Linguistic universals spring from the context in which real-world languages are learned and, more important, in which they evolved. Like any other set of conventions, linguistic conventions are shaped by the situations in which they originated. They have mimetic origins. Thus, once we change our paradigm, the features of universal grammar emerge smoothly from a close analysis of gesture, mime, and imitative behavior. The “language instinct” exists, but it is a domain-general instinct for mimesis and collectivity, impelled by a deep drive for conceptual clarification.

But why this drive toward conceptual clarification? Donald suggests that there was a need for a more coherent representation of the world than was possible through mimesis. “Therefore,” he writes, “the possibility must be entertained that the primary human adaptation was not language qua language but rather integrative, initially mythical, thought. Modern humans developed language in response to pressure to improve their conceptual apparatus, not vice versa.”  Myth is a profoundly ambiguous word, so it would be well to be clear what Donald means by it:

[M]ythical thought, in our terms, might be regarded as a unified, collectively held system of explanatory and regulatory metaphors. The mind has expanded its reach beyond the episodic perception of events, beyond the mimetic reconstruction of episodes, to a comprehensive modeling of the entire human universe. Causal explanation, prediction, control—myth constitutes an attempt at all three, and every aspect of life is permeated by myth.

It is because of, in a sense, the primacy of myth over language that Donald calls the stage after mimetic culture, mythic culture.

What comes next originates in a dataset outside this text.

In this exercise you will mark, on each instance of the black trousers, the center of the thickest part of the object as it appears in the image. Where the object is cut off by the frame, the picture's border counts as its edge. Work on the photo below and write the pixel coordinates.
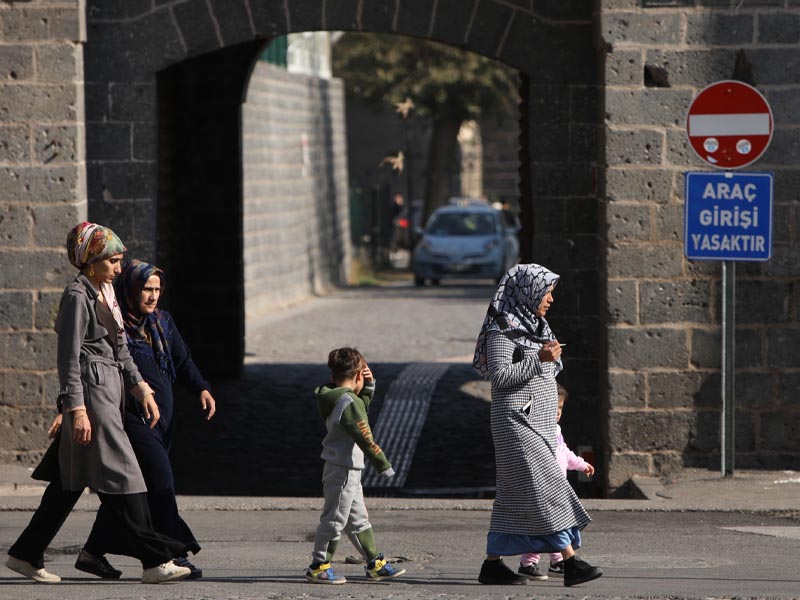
(122, 526)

Donald, in emphasizing the cognitive role of myth, approaches the view of Claude Levi-Strauss, the anthropologist who, more than any other, has emphasized the intellectual function of myth. Levi-Strauss, nonetheless, does not think of myth as a form of science, or a primitive precursor of it, but as having a different cognitive function:

To say that a way of thinking [myth] is disinterested and that it is an intellectual way of thinking does not mean at all that it is equal to scientific thinking. . . It remains different because its aim is to reach by the shortest possible means a general understanding of the universe—and not only a general but a total understanding. That is, it is a way of thinking which must imply that if you don’t understand everything, you can’t explain anything.

That is a view of myth that would indeed see it as “impelled by a deep drive for conceptual clarification.”  So Aristotle was not wrong when he wrote the first sentence of his Metaphysics: “All humans by nature desire to know.”  And what did Aristotle want to know? Everything. But for him it wasn’t myth but theory that would get us there, and we can see how well we are doing with that right now by looking at the institution in which most readers of this blog are presently situated:  the university.